Once again, the interaction terms (Income_BMI
, Income_HighBP
, and Income_HighChol
) showed a positive association with diabetes, which suggests that as both BMI and income increase, the likelihood of diabetes also rises. This might seem counterintuitive initially, but makes sense when you consider that higher-income individuals might have better access to healthcare, leading to more frequent diabetes diagnoses if they have high BMI, cholesterol, or blood pressure.
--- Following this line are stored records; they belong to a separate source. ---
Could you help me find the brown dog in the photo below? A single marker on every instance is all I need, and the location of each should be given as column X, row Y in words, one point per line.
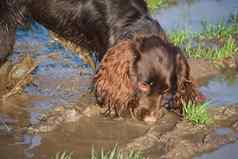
column 142, row 75
column 140, row 70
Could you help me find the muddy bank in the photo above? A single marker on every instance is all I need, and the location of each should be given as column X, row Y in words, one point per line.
column 171, row 138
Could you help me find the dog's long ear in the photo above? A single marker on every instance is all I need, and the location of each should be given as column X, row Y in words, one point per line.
column 185, row 84
column 114, row 78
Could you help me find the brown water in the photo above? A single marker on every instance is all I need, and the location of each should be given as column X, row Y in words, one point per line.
column 63, row 79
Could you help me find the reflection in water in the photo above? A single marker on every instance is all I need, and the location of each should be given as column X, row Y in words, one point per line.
column 188, row 16
column 62, row 78
column 222, row 89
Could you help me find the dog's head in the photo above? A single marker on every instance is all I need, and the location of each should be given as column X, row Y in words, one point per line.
column 143, row 75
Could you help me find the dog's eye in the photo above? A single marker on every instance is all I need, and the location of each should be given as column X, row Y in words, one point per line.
column 145, row 86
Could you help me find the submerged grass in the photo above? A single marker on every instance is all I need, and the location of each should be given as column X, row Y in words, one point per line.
column 115, row 153
column 197, row 114
column 63, row 155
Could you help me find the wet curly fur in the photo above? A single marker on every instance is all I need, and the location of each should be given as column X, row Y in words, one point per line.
column 118, row 79
column 140, row 71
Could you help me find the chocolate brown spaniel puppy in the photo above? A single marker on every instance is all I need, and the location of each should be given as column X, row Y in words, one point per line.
column 143, row 75
column 140, row 70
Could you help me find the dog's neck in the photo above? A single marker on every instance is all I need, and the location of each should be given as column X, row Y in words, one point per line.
column 144, row 26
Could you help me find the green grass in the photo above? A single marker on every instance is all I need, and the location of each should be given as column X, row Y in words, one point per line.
column 197, row 114
column 155, row 4
column 63, row 155
column 115, row 153
column 215, row 42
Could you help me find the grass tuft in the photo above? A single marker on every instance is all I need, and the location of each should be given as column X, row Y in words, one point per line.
column 115, row 153
column 197, row 114
column 155, row 4
column 63, row 155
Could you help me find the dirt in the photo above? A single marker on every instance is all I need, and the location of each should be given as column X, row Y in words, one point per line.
column 171, row 137
column 182, row 140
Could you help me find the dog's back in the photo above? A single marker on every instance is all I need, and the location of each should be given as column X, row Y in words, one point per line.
column 92, row 24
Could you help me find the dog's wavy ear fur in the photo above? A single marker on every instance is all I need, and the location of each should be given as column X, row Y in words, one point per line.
column 185, row 85
column 114, row 83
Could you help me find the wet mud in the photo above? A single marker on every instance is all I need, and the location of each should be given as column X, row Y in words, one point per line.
column 48, row 106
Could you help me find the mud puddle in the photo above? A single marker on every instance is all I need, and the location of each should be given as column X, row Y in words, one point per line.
column 221, row 89
column 227, row 152
column 62, row 79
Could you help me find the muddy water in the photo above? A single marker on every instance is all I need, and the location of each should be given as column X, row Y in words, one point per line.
column 63, row 79
column 222, row 89
column 188, row 14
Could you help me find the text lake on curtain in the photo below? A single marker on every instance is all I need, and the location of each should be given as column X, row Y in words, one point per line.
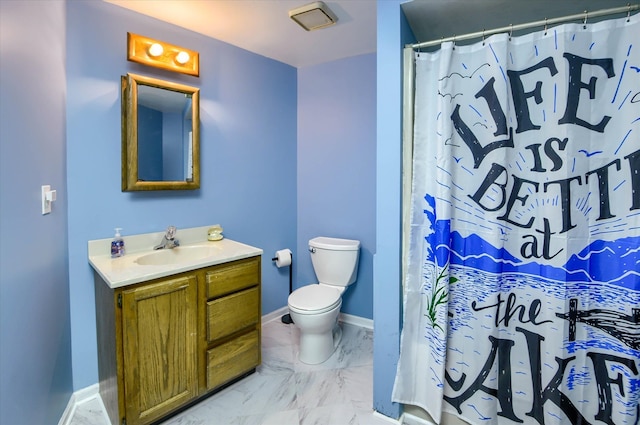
column 522, row 297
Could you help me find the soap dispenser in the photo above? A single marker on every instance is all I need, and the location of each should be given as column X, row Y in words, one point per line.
column 117, row 244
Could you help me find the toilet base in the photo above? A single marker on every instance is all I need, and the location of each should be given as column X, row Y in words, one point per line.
column 317, row 348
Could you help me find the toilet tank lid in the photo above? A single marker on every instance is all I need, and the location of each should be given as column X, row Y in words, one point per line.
column 335, row 244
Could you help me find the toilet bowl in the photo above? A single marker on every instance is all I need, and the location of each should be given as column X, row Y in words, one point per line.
column 315, row 308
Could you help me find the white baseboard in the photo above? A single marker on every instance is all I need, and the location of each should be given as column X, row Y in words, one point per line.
column 275, row 314
column 77, row 398
column 93, row 391
column 356, row 321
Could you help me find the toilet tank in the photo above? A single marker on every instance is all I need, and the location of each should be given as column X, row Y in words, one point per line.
column 335, row 261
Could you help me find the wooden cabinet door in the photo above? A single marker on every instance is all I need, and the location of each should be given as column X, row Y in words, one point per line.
column 159, row 348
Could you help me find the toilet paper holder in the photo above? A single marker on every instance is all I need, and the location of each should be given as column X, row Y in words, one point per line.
column 286, row 319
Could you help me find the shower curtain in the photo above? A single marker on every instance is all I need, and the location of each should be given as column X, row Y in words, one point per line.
column 522, row 294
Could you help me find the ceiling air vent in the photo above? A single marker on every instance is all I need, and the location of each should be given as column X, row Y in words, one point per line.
column 313, row 16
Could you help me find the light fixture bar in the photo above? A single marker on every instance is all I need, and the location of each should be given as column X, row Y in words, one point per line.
column 159, row 54
column 313, row 16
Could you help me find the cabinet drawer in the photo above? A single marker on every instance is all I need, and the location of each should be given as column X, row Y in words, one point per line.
column 233, row 277
column 232, row 359
column 232, row 313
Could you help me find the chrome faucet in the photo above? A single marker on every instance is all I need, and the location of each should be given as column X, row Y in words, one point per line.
column 168, row 240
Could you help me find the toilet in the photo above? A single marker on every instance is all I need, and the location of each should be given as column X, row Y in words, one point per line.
column 314, row 308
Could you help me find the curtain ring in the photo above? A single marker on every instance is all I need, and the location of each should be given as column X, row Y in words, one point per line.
column 584, row 23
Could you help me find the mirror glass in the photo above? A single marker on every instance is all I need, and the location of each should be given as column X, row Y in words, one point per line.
column 160, row 135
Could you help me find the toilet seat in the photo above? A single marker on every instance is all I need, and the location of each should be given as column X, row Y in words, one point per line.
column 314, row 299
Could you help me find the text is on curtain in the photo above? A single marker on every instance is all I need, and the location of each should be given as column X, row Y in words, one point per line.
column 522, row 297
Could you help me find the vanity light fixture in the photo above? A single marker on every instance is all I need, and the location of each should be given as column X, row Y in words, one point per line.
column 313, row 16
column 159, row 54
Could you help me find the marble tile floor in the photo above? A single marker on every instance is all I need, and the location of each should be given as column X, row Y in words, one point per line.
column 284, row 391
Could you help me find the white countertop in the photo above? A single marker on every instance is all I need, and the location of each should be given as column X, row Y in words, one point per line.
column 123, row 271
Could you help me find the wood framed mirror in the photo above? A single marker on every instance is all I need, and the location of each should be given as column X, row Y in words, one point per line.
column 160, row 135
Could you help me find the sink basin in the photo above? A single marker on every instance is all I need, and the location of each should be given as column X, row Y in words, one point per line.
column 178, row 255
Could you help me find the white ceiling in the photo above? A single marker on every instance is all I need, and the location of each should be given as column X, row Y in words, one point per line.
column 264, row 26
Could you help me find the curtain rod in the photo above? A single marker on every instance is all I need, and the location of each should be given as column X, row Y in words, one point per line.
column 543, row 23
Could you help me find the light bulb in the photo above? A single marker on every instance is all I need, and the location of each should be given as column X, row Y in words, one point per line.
column 155, row 50
column 182, row 58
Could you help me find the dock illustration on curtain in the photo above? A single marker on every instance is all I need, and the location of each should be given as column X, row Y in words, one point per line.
column 522, row 297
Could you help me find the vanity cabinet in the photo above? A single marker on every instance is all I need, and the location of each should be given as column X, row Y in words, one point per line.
column 166, row 343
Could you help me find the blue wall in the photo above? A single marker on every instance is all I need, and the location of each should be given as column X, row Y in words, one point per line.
column 336, row 167
column 393, row 33
column 35, row 361
column 248, row 112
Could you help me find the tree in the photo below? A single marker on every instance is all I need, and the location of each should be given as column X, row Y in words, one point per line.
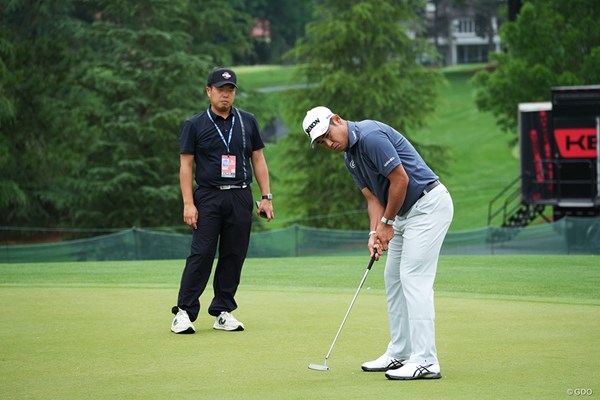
column 37, row 117
column 362, row 59
column 143, row 83
column 94, row 93
column 552, row 43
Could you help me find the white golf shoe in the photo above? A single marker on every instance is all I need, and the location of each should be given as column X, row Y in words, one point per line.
column 181, row 323
column 383, row 363
column 412, row 371
column 227, row 322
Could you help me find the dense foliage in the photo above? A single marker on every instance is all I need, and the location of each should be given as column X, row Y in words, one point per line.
column 552, row 43
column 364, row 62
column 93, row 94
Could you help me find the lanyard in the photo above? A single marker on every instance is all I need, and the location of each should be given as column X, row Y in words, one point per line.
column 219, row 130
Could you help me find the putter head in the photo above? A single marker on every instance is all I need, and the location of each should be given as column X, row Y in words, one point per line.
column 318, row 367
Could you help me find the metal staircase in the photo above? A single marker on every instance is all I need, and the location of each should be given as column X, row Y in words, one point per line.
column 512, row 212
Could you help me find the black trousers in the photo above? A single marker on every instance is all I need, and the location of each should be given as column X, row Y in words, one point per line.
column 224, row 218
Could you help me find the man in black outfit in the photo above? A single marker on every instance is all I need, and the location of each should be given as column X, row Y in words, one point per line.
column 224, row 145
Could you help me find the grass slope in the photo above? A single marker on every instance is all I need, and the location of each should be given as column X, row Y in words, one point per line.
column 507, row 327
column 482, row 162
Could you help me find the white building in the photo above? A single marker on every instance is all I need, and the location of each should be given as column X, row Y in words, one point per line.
column 458, row 42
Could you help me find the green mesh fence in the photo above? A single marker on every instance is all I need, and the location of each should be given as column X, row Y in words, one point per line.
column 570, row 235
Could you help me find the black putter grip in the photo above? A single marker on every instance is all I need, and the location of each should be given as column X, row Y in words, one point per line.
column 262, row 213
column 372, row 261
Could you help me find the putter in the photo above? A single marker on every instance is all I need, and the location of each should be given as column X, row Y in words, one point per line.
column 324, row 367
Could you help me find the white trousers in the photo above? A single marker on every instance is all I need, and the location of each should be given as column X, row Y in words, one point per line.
column 410, row 271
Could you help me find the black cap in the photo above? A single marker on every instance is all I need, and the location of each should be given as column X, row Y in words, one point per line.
column 221, row 77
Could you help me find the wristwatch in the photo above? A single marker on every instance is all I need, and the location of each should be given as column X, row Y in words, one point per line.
column 387, row 221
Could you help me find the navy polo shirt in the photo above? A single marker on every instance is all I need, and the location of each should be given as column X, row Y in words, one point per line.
column 200, row 137
column 374, row 150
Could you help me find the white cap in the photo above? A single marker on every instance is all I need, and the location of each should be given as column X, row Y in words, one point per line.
column 316, row 122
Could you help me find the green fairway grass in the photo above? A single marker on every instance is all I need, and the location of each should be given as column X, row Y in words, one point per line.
column 507, row 328
column 482, row 159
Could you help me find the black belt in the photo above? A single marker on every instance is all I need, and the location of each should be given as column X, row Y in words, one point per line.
column 227, row 187
column 429, row 188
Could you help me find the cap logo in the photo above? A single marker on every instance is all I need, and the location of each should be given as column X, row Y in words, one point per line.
column 312, row 125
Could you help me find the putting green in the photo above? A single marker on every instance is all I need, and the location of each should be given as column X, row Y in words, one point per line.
column 99, row 343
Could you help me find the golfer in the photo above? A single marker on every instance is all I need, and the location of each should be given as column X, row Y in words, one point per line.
column 409, row 213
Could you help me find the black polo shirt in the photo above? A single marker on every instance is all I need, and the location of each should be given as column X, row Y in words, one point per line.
column 201, row 138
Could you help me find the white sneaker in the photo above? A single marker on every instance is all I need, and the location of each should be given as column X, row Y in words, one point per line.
column 415, row 371
column 227, row 322
column 181, row 323
column 383, row 363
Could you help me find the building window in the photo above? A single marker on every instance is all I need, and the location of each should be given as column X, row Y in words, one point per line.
column 465, row 25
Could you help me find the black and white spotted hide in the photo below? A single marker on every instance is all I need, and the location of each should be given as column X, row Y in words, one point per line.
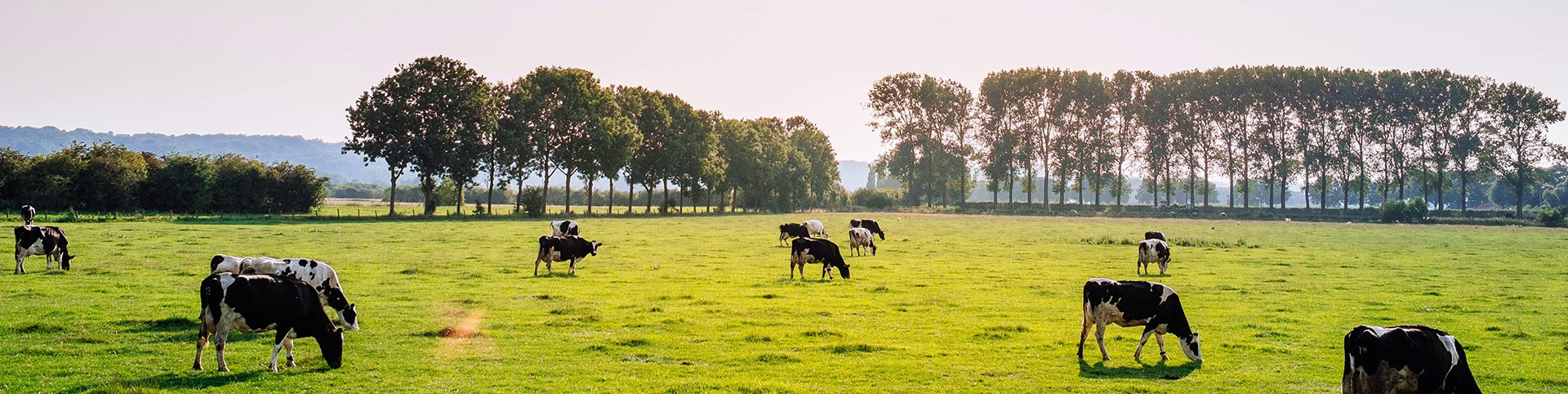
column 1137, row 303
column 1156, row 252
column 1405, row 360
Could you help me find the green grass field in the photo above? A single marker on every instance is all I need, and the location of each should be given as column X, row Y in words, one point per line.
column 706, row 305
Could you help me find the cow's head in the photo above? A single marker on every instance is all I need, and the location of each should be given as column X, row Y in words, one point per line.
column 345, row 311
column 1189, row 344
column 332, row 347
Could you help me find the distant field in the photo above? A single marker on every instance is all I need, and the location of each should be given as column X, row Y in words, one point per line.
column 706, row 305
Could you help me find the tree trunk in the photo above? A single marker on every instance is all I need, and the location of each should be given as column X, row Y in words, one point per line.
column 429, row 187
column 490, row 194
column 392, row 206
column 569, row 192
column 1463, row 194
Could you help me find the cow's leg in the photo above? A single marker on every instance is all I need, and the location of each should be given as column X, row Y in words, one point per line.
column 201, row 343
column 278, row 346
column 1137, row 355
column 218, row 339
column 1084, row 334
column 289, row 349
column 1160, row 339
column 1099, row 336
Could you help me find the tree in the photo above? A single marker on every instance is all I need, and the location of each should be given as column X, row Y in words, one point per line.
column 430, row 114
column 383, row 124
column 568, row 110
column 1518, row 136
column 651, row 162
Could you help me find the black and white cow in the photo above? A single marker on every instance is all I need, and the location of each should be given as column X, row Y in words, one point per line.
column 1137, row 303
column 1155, row 236
column 49, row 240
column 1407, row 358
column 792, row 230
column 1156, row 252
column 816, row 228
column 568, row 248
column 317, row 274
column 869, row 225
column 255, row 303
column 816, row 252
column 862, row 237
column 564, row 228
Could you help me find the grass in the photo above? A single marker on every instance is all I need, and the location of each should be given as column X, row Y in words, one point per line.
column 705, row 305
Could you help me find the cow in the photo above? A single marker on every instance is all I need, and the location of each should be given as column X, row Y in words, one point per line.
column 816, row 228
column 1155, row 236
column 256, row 303
column 792, row 230
column 568, row 248
column 1407, row 358
column 1131, row 303
column 1153, row 250
column 869, row 225
column 564, row 228
column 813, row 252
column 317, row 274
column 49, row 240
column 862, row 237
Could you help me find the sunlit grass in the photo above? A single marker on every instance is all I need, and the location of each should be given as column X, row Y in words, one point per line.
column 705, row 305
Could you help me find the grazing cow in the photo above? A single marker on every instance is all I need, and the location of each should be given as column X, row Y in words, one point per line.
column 568, row 248
column 813, row 252
column 792, row 230
column 49, row 240
column 862, row 237
column 255, row 303
column 1153, row 250
column 869, row 225
column 564, row 228
column 1129, row 303
column 816, row 228
column 317, row 274
column 1407, row 358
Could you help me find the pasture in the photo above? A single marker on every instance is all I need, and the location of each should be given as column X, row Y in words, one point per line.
column 705, row 305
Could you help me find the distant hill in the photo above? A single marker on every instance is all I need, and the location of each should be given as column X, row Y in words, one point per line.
column 325, row 157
Additionally, people with higher incomes might indulge more in eating out and consuming high-calorie foods, contributing to higher BMI, cholesterol, or blood pressure, and thus increasing their risk of diabetes. Finally, when inspecting the final confusion matrix of our stacking model predictions, we are able to visualize our success, correctly predicting 8,405 diabetic cases and 7,572 non-diabetics. In terms of the cost of misclassifications, our model aims at minimizing the false negatives in which we predict someone to be clear of diabetes risk, when they will eventually develop it or have it already requiring treatment. In this case, our false negatives are 2,202 which is a large value but in context serves as our smallest cases of a prediction group (TP, FP, TN, FN) which is a good sign. We incorrectly predicted 3,029 people to have diabetes when they did not, however this likely means that these individuals share similar traits as diabetic’s, indicating that they should be monitored and practice the negatively associated factors above that can be controlled.